Economic news coming out of the US has mainly been negative, with the worst manufacturing number since 1982 released on Monday. The latest jobs report is due on Friday. Analysts too are now increasingly bracing themselves for a weak 2009.

In its Dec 2 Emerging Markets Daily, for instance, Citigroup Global Markets said of Singapore that near-term growth prospects are grim with the economy unlikely to escape a contraction next year.

'The current recession is likely to continue for at least the next two to three quarters with GDP expected to contract in y-o-y terms, at least through 1H09,' said Citi. It said its GDP forecast is well below consensus or government forecasts and added that any uncertainty with forecasts relates to the magnitude rather than the likelihood of a contraction.

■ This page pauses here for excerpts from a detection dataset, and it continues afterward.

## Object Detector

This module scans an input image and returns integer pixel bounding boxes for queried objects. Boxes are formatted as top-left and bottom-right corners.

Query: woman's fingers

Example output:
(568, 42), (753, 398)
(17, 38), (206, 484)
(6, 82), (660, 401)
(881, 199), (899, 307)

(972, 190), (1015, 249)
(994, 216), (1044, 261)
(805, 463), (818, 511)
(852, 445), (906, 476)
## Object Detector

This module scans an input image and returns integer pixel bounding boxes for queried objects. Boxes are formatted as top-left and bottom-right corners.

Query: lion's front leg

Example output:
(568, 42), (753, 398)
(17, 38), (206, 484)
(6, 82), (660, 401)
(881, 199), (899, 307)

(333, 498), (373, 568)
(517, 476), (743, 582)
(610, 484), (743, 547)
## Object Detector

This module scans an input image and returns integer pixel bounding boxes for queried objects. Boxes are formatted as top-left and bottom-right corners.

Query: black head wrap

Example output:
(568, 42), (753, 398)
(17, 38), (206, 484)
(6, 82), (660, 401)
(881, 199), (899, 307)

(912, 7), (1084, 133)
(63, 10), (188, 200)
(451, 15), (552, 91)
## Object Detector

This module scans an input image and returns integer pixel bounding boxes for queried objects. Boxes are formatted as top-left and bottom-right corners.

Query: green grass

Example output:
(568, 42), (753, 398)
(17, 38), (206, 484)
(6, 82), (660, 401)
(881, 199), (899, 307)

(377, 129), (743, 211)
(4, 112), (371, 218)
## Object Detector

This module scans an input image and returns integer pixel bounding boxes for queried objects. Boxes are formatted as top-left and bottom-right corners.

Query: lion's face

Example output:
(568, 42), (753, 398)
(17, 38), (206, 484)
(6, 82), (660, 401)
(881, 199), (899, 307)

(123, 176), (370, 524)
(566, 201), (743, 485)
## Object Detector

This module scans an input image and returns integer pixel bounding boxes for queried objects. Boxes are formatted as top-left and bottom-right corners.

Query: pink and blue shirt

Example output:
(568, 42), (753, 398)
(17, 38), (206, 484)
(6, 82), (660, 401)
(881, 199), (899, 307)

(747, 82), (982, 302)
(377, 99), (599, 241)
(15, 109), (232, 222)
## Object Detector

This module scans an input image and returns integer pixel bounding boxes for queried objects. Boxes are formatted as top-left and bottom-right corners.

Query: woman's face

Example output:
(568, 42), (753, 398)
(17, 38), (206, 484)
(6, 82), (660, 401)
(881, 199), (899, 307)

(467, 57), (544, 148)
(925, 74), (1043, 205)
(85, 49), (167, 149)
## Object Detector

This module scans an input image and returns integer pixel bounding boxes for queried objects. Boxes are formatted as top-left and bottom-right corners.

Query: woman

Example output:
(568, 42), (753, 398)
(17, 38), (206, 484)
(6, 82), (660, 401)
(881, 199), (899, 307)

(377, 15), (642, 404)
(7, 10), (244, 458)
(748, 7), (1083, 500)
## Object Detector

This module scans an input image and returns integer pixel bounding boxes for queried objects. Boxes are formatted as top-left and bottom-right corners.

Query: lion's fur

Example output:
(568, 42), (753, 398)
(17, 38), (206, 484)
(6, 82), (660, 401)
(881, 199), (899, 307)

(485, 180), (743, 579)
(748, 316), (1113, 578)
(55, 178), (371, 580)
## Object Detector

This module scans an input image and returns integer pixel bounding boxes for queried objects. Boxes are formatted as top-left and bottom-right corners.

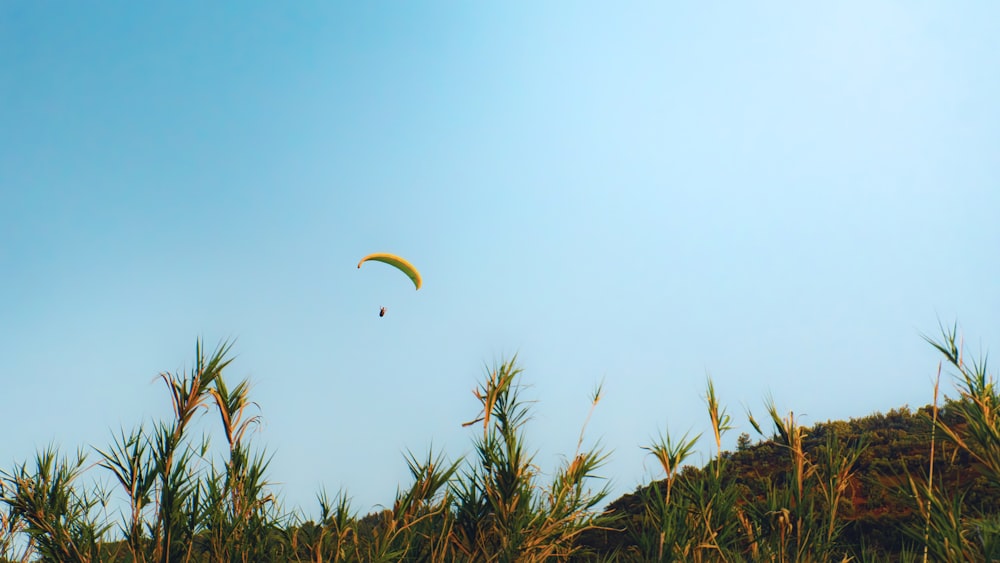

UBS Investment Research (UBSIR) issued its 2009 Outlook report yesterday titled Navigating a recession. It said there could be a rally of 15-20 per cent in the first quarter because markets are deeply oversold but its central thesis is for a grim economic outlook and high risk aversion.

UBSIR is expecting 30,000 job losses in 2009 - the worst on record for a single year but less severe than the cumulative 42,000 lost during the Asian financial crisis and the 79,500 lost during the two years when the tech bubble burst and Sars struck.

'We forecast a fair value of 2,100 for the STI at end-2009, assuming 12x trailing PE and a 33 per cent decline in earnings. We see a firmer uptrend mostly at the tail end of 2009 when the worst of the economic conditions are likely to have passed,' said UBSIR.

In a property wrap titled Buy another day, JPMorgan said with financing as uncertain as it is, the fundamental value of properties cannot be reliably determined. It noted that in previous cycles it took 11-13 quarters between peak and trough prices and that if the most recent peak was mid-2007, the next trough should be mid-2010.